Penulis: Imam Nahwawi | Editor: Titis Jati Permata
SURYA.CO.ID, JEMBER - Polisi masih melakukan penyelidikan atas tewasnya Ahmad Arif Pribadi, pria lanjut usia yang ditemukan tewas di dalam Kamar Kos di Lingkungan Cangkring, Kelurahan/Kecamatan Patrang, Kabupaten Jember, Jawa Timur, Sabtu (6/1/2023).
Mengingat, jasad laki-laki kelahiran 1961 tersebut diketahui sempat mengeluarkan aroma tidak sedap, sebelum ditemukan meninggal dunia di lantai dua kamar kos Jalan Mangga Kecamatan Patrang Jember.
"Pada pukul 07.00 WIB saat itu, saya ke garansi, mau ngasih makan kucing. Tiba tiba saya mencium bau bangkai, saya kira bangkai kucing atau tikus yang mati.
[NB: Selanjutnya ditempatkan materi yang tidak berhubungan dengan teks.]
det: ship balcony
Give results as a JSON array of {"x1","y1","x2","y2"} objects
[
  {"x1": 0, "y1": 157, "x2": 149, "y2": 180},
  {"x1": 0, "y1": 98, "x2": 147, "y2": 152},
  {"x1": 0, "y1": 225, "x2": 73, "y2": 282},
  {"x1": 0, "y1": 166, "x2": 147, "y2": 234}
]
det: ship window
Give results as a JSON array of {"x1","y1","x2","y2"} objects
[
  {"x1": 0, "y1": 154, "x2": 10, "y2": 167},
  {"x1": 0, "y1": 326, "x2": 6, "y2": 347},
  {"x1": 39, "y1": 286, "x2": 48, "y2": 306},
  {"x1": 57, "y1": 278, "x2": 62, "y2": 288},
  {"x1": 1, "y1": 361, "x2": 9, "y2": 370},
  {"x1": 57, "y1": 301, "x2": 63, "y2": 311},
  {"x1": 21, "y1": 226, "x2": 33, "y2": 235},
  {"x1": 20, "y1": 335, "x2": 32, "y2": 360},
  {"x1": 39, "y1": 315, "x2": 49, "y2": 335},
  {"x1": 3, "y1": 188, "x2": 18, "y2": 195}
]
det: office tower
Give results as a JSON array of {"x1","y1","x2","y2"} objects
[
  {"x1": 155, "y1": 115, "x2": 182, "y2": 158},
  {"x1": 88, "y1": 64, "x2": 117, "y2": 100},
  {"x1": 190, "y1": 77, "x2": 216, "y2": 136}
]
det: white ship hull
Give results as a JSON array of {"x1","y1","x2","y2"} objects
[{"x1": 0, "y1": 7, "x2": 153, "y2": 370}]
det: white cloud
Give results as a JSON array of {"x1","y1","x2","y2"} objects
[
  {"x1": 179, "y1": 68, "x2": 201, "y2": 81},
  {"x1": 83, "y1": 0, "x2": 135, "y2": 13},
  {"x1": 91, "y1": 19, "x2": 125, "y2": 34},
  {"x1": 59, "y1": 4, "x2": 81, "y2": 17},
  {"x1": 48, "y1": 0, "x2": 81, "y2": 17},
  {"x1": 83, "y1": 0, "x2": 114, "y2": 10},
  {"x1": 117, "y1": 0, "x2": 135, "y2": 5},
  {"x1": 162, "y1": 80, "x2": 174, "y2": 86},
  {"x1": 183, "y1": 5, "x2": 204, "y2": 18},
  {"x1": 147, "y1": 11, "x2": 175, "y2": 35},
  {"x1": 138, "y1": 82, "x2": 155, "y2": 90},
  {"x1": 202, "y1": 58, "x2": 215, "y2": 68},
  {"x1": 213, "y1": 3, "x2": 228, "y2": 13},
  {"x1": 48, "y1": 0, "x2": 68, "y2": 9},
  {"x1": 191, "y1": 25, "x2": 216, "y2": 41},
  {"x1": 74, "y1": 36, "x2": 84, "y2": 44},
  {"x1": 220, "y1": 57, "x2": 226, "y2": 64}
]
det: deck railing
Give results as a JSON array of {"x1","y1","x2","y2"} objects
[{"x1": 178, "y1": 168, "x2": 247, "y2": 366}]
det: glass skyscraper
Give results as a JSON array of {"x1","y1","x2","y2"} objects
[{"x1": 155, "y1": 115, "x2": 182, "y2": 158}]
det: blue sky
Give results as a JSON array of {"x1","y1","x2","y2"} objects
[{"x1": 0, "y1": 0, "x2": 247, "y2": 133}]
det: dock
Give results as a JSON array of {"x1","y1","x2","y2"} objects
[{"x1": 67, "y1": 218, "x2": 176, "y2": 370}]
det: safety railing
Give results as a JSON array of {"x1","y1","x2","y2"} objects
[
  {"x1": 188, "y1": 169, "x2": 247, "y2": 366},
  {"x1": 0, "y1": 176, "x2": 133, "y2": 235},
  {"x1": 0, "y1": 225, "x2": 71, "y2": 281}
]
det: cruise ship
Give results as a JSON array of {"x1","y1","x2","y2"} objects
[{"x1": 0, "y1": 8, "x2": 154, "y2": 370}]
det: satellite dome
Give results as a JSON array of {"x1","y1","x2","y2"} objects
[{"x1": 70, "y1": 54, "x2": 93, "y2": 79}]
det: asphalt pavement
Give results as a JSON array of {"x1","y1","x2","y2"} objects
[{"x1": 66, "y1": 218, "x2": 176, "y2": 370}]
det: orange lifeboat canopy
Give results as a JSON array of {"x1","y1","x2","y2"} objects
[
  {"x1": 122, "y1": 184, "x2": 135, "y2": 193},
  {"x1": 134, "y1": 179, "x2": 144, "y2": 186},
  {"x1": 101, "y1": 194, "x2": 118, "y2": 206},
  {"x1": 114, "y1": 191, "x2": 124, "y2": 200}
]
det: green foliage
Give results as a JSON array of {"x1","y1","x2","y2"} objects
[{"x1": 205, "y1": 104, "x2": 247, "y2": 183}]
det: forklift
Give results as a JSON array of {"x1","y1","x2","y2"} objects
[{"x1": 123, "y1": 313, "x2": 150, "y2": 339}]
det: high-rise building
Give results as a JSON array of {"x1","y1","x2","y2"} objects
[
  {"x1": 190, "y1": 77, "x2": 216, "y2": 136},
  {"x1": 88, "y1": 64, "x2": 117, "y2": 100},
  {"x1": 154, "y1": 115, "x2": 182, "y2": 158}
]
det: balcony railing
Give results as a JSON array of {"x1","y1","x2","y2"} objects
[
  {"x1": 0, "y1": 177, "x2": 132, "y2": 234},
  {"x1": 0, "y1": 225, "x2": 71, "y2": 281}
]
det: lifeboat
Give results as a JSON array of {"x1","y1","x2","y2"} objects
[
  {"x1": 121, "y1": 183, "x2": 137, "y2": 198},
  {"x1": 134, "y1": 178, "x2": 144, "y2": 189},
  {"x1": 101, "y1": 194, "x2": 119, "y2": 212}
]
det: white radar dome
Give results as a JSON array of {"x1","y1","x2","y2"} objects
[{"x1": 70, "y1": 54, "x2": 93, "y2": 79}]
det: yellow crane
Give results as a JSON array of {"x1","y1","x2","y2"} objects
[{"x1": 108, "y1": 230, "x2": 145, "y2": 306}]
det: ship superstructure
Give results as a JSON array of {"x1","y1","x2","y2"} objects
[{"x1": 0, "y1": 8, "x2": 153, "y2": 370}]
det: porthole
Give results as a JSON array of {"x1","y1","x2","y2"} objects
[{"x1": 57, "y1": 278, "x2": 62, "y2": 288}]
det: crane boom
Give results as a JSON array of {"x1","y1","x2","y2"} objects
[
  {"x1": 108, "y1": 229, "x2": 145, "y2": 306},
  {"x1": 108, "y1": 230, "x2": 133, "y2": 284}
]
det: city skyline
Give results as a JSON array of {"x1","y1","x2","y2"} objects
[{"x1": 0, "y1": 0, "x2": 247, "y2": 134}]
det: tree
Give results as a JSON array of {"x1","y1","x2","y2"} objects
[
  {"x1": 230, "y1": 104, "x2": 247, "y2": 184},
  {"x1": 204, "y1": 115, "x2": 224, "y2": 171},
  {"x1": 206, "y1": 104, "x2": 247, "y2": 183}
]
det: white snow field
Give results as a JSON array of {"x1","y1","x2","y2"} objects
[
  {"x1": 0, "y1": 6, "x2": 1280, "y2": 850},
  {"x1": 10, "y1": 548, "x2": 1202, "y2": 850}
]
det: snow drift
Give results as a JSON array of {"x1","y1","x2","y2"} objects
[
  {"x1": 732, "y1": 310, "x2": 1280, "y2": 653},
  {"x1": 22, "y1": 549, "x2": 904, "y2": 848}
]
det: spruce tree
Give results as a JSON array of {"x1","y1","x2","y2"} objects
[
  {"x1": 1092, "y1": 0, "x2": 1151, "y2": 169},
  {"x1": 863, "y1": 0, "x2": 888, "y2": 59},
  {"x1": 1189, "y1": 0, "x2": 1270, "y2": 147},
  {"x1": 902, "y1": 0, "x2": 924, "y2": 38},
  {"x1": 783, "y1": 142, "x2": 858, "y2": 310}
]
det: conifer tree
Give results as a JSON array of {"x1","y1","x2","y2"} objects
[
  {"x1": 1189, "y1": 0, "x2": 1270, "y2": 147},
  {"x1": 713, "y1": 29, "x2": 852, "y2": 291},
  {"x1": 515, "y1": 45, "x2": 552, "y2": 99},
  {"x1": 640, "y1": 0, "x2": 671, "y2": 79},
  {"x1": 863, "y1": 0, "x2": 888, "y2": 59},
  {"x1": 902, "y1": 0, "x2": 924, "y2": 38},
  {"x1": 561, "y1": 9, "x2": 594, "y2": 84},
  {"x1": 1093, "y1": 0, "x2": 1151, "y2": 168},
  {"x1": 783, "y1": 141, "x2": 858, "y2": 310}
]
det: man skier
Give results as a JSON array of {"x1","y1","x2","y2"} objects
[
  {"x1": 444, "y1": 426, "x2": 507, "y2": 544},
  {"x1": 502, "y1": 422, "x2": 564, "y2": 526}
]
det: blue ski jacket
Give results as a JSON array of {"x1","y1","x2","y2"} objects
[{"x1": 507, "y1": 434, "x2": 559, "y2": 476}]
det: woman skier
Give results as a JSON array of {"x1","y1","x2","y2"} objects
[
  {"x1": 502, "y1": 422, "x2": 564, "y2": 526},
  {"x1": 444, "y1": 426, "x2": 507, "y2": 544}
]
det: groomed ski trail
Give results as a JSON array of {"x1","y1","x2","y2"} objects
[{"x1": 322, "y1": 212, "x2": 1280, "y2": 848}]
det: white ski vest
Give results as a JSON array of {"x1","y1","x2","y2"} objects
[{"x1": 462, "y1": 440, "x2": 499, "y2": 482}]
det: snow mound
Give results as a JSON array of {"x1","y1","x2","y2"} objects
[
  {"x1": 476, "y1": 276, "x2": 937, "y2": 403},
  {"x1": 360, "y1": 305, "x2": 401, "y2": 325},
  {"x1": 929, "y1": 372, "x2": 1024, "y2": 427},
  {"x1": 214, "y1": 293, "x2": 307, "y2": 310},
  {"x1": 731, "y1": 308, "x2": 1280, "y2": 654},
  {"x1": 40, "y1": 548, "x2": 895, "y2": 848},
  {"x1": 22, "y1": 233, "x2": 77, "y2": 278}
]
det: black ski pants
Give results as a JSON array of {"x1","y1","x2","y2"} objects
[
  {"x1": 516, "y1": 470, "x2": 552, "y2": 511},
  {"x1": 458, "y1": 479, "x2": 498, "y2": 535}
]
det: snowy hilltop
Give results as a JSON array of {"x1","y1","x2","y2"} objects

Setelah saya cari ternyata tidak ada," kata Yuri, Pemilik Kos saat diwawancarai sejumlah awak media.
Baca juga: Lansia Ditemukan Tewas di Kamar Kos Lantai Dua Jember, Tetangga Cium Bau Tak Sedap
Menurutnya, karena tidak ada bangkai kucing atau tikus. Dia mengira bau menyengat tersebut bersumber dari tumpukan sampah anak kos.
"Tapi setelah semua sampah saya keluarkan, ternyata bau itu masih ada. Terus saya tanya ke penghuni kos yang berada di sebelahnya kamar korban. Saya tanya, nggak mencium bau bangkai, ternyata dia mengaku mencium juga," tutur Yuri.
Berdasarkan keterangan tetangga kos korban, Yuri mengungkapkan, kamar yang ditempati pria kelahiran 1961 tersebut banyak lalat keluar masuk.
"Banyak lalat yang keluar dari kamar korban. Setelah itu saya pikiran, apa meninggal dunia. Lalu saya panggil mas Abdullah, untuk menemani saya ke lantai dua, untuk melihat kondisi korban," duganya.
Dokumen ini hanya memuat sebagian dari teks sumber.